Een verzetschrift is tijdig ingediend indien het voor het einde van de verzetstermijn is ontvangen. Bij verzending per post is een verzetschrift tijdig ingediend indien het voor het einde van de termijn ter post is bezorgd, mits het niet later dan een week na afloop van de termijn is ontvangen.
Op grond van de in rubriek I vermelde gegevens stelt de Raad vast dat opposante het verzetschrift te laat heeft ingediend. De laatste dag van de verzetstermijn was 9 september 2003. Op die datum was het verzetschrift nog niet ontvangen door de Raad. Evenmin was het verzetschrift op die datum ter post bezorgd.
Ten aanzien van een na afloop van de verzetstermijn ingediend verzetschrift blijft niet-ontvankelijkverklaring achterwege indien redelijkerwijs niet kan worden geoordeeld dat de indiener in verzuim is geweest.
In het verzetschrift en ter zitting heeft opposante samengevat aangevoerd dat zij grote problemen heeft waardoor zij niet in staat is haar zaken naar behoren te behartigen.
De Raad onderkent dat opposante vele problemen heeft, maar acht de door opposante geschetste omstandigheden geen grond om het overschrijden van de verzetstermijn te verontschuldigen.

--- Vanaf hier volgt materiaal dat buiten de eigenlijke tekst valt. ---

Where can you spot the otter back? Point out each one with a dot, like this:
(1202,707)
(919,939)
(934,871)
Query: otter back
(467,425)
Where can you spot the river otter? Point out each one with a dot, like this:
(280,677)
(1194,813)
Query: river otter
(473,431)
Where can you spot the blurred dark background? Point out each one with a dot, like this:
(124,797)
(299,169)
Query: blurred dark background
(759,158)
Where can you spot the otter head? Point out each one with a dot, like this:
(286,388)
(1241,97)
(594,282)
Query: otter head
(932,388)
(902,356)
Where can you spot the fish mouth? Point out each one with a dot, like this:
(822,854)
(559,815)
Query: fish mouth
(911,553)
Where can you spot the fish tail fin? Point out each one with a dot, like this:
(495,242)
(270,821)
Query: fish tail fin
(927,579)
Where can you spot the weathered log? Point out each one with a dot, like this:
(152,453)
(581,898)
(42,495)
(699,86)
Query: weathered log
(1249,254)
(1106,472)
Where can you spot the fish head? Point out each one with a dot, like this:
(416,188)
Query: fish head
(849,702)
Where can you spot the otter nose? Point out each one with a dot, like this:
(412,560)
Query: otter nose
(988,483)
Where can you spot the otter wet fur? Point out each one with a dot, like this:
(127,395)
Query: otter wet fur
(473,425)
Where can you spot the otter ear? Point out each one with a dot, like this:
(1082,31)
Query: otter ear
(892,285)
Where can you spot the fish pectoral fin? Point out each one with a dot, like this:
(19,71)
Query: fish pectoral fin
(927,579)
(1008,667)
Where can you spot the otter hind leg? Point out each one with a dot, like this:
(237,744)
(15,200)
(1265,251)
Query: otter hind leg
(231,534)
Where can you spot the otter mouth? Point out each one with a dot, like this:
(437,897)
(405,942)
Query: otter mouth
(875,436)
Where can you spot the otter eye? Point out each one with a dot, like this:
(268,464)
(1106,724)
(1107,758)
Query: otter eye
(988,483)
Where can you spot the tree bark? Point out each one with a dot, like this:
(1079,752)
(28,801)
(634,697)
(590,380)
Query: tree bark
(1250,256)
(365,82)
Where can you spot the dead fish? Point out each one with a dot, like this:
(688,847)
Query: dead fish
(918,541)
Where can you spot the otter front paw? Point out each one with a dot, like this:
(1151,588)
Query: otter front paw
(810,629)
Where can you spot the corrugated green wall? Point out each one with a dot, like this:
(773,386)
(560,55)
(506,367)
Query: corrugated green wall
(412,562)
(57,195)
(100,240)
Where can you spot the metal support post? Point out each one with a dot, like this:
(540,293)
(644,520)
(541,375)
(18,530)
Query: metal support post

Het vorenstaande leidt ertoe dat het verzet niet-ontvankelijk dient te worden verklaard.
De Raad acht geen termen aanwezig om toepassing te geven aan artikel 8:75 van de Awb.
De Centrale Raad van Beroep,
Verklaart het verzet niet-ontvankelijk.
Aldus gegeven door mr. M.S.E. Wulffraat-van Dijk in tegenwoordigheid van mr. J.W.P. van der Hoeven als griffier en uitgesproken in het openbaar op 30 juni 2004.
(get.) M.S.E. Wulffraat-van Dijk.
(get.) J.W.P. van der Hoeven.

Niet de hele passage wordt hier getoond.